À cette indépendance gestuelle répond une couleur encore plus vivante, une couleur qui ne se soucie guère de créer une organisation, mais qui semble avoir été jetée « à la figure du public ».
Pour autant, ces libertés ne sont pas gratuites, du moins, pas totalement. Elles ne sont pas non plus pure provocation, et encore moins décoratives. Le plaisir du geste est le vecteur d’une triple réaction entre la peinture, l’espace qui l’accueille et l’observateur. Chez Renée Levi, la liberté est presque toujours mise au service de l’appréhension d’un contexte : au service d’un espace qui peut tout à la fois être architectural, social ou culturel, et dans lequel la peinture vient conjurer la tendance à l’accoutumance et au lissage vers laquelle s’achemine l’esprit s’il n’est pas sollicité.
À la rudesse de son apostrophe répond le pétillant de son vocabulaire. Tout en elle prolifère joyeusement, se fait évidence. Un jaune vous électrise, un tourbillon magenta gifle votre chapeau en rebondissant vivement sur les bordures du tableau, de grande masses brunes se lèvent telle une coulée de boue. Ainsi, la couleur et les formes forcent le regard, elles le détournent de ses habitudes et l’amènent à une plus vive considération du lieu qu’il occupe.
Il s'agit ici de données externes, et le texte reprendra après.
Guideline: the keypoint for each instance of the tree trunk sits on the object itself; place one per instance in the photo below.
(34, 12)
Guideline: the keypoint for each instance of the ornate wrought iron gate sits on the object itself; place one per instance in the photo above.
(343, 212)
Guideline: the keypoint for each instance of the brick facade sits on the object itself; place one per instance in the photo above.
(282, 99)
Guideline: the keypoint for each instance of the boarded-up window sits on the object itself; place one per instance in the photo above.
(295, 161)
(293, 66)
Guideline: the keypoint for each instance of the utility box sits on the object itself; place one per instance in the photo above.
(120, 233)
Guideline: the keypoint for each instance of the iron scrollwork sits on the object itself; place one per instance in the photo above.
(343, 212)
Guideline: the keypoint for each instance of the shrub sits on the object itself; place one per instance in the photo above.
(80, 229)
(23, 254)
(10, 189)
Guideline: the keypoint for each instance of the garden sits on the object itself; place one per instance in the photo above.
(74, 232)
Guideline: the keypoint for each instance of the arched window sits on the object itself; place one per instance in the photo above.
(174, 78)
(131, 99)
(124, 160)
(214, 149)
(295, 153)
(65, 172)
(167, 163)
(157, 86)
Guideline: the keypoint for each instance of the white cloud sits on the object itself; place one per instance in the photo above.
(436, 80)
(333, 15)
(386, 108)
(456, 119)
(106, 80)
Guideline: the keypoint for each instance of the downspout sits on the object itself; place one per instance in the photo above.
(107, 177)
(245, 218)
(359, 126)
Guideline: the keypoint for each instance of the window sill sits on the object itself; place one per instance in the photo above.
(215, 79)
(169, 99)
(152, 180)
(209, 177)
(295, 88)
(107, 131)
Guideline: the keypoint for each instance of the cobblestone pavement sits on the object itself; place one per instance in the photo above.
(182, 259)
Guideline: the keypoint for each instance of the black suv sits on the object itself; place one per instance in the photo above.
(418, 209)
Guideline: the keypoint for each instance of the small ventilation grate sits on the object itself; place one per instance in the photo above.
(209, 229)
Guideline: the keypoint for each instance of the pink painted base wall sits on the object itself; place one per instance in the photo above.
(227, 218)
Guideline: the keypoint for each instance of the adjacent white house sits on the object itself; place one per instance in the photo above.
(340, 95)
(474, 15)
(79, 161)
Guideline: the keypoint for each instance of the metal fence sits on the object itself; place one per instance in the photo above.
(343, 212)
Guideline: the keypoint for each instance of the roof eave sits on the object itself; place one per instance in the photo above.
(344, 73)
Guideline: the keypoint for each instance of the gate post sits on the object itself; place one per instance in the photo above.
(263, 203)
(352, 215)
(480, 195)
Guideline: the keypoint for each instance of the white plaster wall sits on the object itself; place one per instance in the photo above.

Nul lieu est neutre semble dire la peinture de Renée Levi : nul lieu n’est muet si l’on y prend la parole. C’est ce que fait cette peinture dont l’optimisme décomplexé se présente sans fard, comme si tout allait de soi dans l’expression de sa présence. Les dispositifs dont use l’artiste, toiles enchâssées, parfois superposées, petits et très grands papiers, fresques, panneaux et parois, peinture au spray, au rouleau ou au pinceau, énoncent à chaque fois un « ici et maintenant » de la peinture.